Want to support alternative energy? Money invested in IPO stock offerings goes to the company itself, minus a percentage for the dealmakers. Or send a contribution to any of a number of nonprofit alternative energy research organizations, which can use the funds directly without paying top salaries to Vice Presidents for Internet Marketing, or printing up those silly little green decals for you to paste on your car. You don’t really need a green decal, do you? If you do, you can download one from here for free. It’s worth exactly what you pay for it, which is as good as you get in this imperfect mortal world.
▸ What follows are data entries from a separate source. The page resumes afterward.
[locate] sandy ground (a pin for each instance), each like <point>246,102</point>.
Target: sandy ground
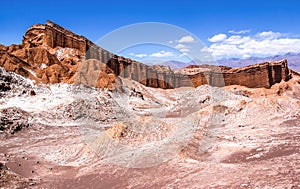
<point>254,144</point>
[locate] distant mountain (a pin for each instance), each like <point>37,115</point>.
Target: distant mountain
<point>292,58</point>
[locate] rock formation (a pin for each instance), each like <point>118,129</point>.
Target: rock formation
<point>51,54</point>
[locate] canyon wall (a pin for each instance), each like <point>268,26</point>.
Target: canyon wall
<point>42,44</point>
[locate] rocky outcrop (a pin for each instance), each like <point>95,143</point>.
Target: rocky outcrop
<point>51,54</point>
<point>13,120</point>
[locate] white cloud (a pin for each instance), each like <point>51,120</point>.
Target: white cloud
<point>184,50</point>
<point>218,38</point>
<point>181,46</point>
<point>141,55</point>
<point>161,54</point>
<point>268,35</point>
<point>238,32</point>
<point>261,45</point>
<point>186,39</point>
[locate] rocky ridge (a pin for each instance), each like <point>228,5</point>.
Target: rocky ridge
<point>50,53</point>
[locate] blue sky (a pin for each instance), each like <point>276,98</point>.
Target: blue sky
<point>227,28</point>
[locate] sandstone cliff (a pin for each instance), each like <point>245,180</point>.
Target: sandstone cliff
<point>51,54</point>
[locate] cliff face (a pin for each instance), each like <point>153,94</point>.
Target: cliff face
<point>52,54</point>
Finally, if you really want to get at the root of the problem, you know what it is. The same dollar that plants a tree and absorbs a ton of carbon over the course of 50 years, contributed to a family planning agency, can buy a poor woman in the developing world a year’s freedom from pregnancy. That’s one less child to cut down trees, burn firewood, consume food, and demand a lifestyle equal to yours, which puts 10-20 tons of carbon into the air every year. During that unpregnant year, the beneficiary of your charity can grow more food, take better care of herself and the children she already has, and maybe even plant trees. And if you help two women, or ten, stay unpregnant for a year, they might even start a microbusiness. Apply for a grant. Get a solar oven that doesn’t need to emit carbon dioxide to bake bread. Bake little cakes in the solar oven to sell to invading American "peacekeepers" for ridiculous prices, recycling Evile military dollars into Good working capital and maybe educating their daughters so that they have something to do with their lives other than have more children ...
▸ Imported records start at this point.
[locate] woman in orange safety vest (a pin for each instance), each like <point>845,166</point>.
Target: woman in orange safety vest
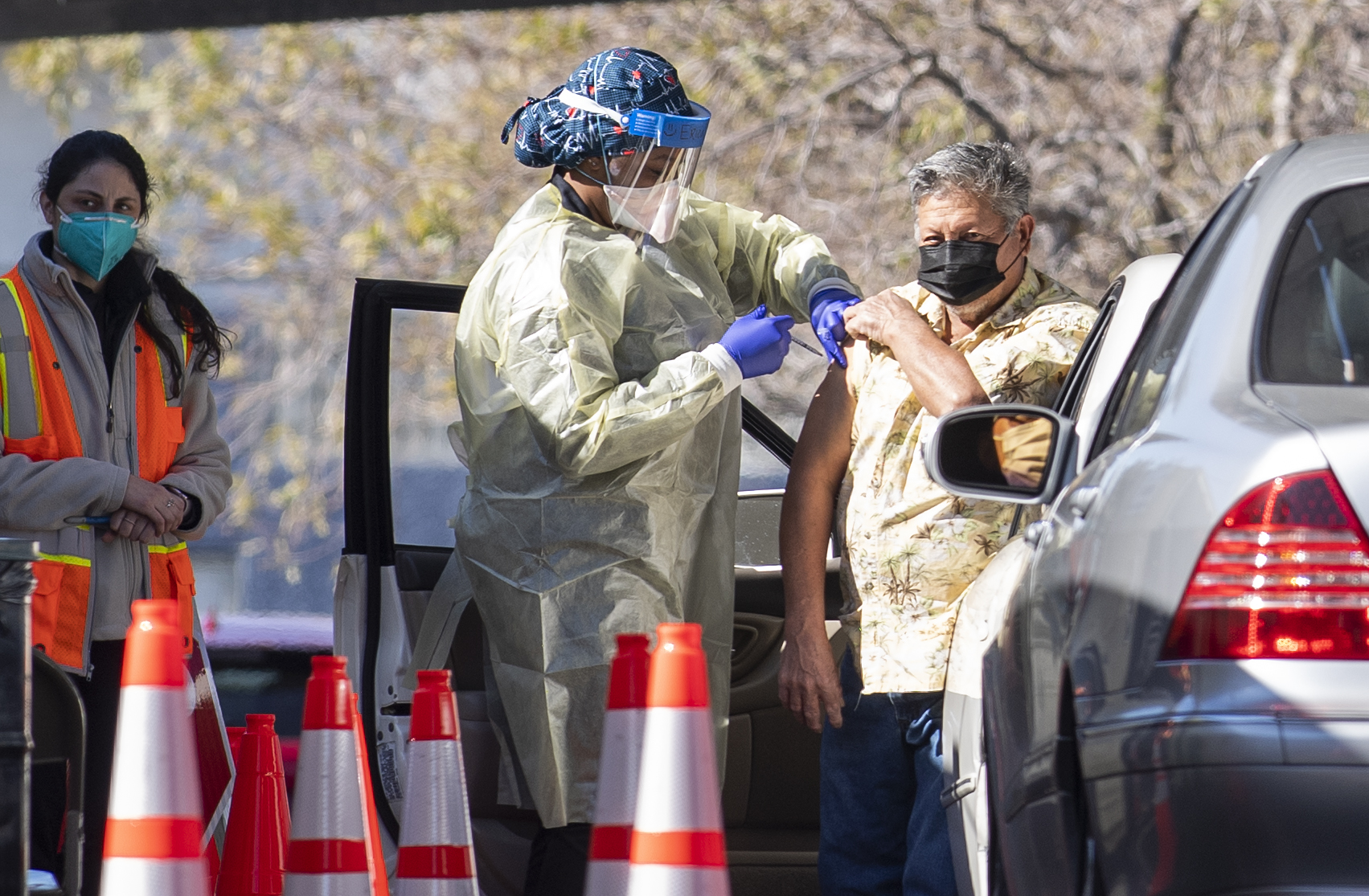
<point>113,459</point>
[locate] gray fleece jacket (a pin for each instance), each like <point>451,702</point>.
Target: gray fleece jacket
<point>37,496</point>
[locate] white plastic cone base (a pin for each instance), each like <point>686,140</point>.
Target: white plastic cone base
<point>327,886</point>
<point>436,810</point>
<point>619,763</point>
<point>607,878</point>
<point>154,878</point>
<point>414,886</point>
<point>327,796</point>
<point>155,771</point>
<point>670,880</point>
<point>679,773</point>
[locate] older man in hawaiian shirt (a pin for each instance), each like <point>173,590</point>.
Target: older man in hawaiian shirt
<point>979,325</point>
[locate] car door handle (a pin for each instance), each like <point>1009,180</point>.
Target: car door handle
<point>1082,501</point>
<point>957,791</point>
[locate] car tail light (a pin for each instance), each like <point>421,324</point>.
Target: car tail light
<point>1285,574</point>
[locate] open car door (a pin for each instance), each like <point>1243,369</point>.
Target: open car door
<point>403,482</point>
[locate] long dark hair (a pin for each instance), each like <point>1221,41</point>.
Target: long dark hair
<point>80,152</point>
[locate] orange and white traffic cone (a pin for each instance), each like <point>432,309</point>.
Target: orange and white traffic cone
<point>327,853</point>
<point>259,825</point>
<point>621,758</point>
<point>154,829</point>
<point>678,831</point>
<point>436,857</point>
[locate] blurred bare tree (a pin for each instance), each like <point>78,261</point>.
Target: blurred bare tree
<point>296,158</point>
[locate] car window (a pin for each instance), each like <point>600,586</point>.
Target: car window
<point>1137,395</point>
<point>426,477</point>
<point>1318,325</point>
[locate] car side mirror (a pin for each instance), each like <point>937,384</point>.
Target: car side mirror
<point>1014,453</point>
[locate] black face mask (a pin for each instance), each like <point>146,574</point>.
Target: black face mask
<point>958,271</point>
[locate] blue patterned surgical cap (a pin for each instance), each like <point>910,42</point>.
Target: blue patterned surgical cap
<point>549,133</point>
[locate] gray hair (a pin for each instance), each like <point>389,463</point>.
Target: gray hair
<point>994,173</point>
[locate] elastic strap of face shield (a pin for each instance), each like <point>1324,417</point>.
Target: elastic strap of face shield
<point>679,132</point>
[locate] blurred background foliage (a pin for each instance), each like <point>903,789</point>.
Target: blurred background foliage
<point>293,159</point>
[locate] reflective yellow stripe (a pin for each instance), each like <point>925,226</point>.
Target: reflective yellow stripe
<point>72,560</point>
<point>4,371</point>
<point>33,367</point>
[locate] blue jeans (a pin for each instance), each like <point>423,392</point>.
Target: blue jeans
<point>883,828</point>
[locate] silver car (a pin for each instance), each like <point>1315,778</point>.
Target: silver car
<point>1176,701</point>
<point>1123,312</point>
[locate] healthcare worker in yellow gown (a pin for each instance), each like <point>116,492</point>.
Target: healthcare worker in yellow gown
<point>599,358</point>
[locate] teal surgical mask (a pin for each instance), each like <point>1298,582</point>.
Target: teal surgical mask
<point>96,241</point>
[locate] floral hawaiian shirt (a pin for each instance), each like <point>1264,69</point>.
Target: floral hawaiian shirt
<point>911,549</point>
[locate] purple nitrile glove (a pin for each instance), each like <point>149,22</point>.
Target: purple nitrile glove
<point>825,309</point>
<point>759,344</point>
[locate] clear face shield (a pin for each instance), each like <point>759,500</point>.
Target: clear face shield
<point>645,188</point>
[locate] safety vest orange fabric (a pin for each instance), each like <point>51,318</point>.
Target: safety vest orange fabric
<point>62,597</point>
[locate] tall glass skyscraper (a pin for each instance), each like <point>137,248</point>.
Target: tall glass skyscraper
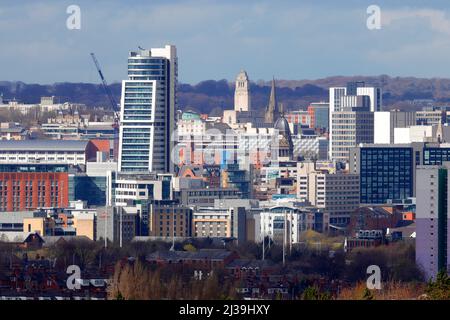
<point>148,104</point>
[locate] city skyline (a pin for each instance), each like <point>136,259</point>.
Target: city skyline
<point>239,36</point>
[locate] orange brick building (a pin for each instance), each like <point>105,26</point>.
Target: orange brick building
<point>30,190</point>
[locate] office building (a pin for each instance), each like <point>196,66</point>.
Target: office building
<point>386,122</point>
<point>432,220</point>
<point>319,113</point>
<point>349,128</point>
<point>337,194</point>
<point>71,152</point>
<point>430,117</point>
<point>242,101</point>
<point>220,223</point>
<point>169,219</point>
<point>148,105</point>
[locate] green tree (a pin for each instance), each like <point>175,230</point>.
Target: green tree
<point>439,289</point>
<point>368,295</point>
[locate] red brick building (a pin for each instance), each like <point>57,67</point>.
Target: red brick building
<point>27,187</point>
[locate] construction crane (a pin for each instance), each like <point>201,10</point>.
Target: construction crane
<point>105,84</point>
<point>113,103</point>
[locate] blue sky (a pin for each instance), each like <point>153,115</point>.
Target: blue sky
<point>215,39</point>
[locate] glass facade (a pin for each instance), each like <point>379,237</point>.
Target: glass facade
<point>435,156</point>
<point>386,173</point>
<point>145,127</point>
<point>90,189</point>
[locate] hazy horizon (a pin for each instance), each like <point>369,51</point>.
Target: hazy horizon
<point>216,39</point>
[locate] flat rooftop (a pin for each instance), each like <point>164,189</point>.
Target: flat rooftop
<point>43,145</point>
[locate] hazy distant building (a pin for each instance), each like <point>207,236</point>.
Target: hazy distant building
<point>242,101</point>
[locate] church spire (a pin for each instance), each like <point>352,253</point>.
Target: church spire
<point>272,112</point>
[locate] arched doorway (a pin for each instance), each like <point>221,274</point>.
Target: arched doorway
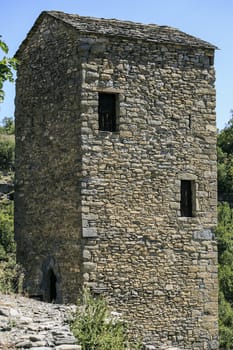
<point>50,286</point>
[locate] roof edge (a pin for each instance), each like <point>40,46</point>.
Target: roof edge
<point>57,15</point>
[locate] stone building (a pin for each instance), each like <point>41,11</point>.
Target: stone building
<point>116,172</point>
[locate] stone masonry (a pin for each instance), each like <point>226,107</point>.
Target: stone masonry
<point>128,208</point>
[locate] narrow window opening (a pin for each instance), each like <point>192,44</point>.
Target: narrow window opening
<point>211,60</point>
<point>108,112</point>
<point>52,291</point>
<point>186,203</point>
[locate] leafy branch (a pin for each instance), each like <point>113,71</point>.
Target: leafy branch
<point>7,66</point>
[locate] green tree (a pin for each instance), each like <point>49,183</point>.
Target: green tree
<point>224,234</point>
<point>225,158</point>
<point>8,126</point>
<point>7,66</point>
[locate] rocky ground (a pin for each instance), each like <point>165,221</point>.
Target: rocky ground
<point>29,324</point>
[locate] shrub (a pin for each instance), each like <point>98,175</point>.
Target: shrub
<point>94,327</point>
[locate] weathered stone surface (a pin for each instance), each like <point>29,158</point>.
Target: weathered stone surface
<point>48,329</point>
<point>117,195</point>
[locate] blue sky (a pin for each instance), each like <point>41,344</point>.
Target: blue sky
<point>210,20</point>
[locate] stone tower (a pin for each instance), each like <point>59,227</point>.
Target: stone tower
<point>116,172</point>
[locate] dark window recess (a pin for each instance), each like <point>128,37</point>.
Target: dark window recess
<point>211,60</point>
<point>186,203</point>
<point>107,112</point>
<point>51,287</point>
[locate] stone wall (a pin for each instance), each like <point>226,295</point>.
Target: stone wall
<point>105,207</point>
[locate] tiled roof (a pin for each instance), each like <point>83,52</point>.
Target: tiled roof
<point>126,29</point>
<point>114,27</point>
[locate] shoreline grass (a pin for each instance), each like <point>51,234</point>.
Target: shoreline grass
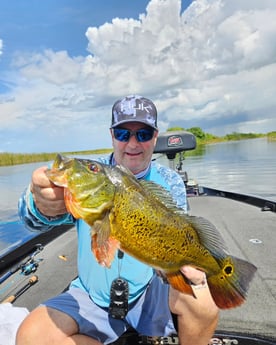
<point>8,159</point>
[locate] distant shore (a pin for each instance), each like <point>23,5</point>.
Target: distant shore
<point>8,159</point>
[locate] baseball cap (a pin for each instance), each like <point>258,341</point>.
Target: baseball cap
<point>134,108</point>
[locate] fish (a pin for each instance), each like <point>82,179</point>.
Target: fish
<point>141,219</point>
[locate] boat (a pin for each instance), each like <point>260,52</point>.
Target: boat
<point>45,265</point>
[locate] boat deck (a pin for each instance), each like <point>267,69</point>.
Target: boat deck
<point>250,234</point>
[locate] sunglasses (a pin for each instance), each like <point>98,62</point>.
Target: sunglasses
<point>142,135</point>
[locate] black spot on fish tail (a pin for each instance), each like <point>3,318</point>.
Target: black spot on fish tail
<point>229,287</point>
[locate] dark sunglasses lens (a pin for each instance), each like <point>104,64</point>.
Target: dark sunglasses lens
<point>121,134</point>
<point>143,135</point>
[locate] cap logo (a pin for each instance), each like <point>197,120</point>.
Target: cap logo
<point>175,140</point>
<point>129,108</point>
Seriously. Formally purchasing carbon offsets is a good way to inject money into needed corners of the conservation and alternative energy markets and an excellent prelude to a real carbon tax for businesses and organizations that need third-party certification that they are paying their fair share of the costs they impose on the world. For individuals, there are a lot of ways to switch from being part of the problem, to becoming part of the solution. You don’t necessarily need an organization to certify that you did something. You can decide how you want to offset your own footprints. Just Do It.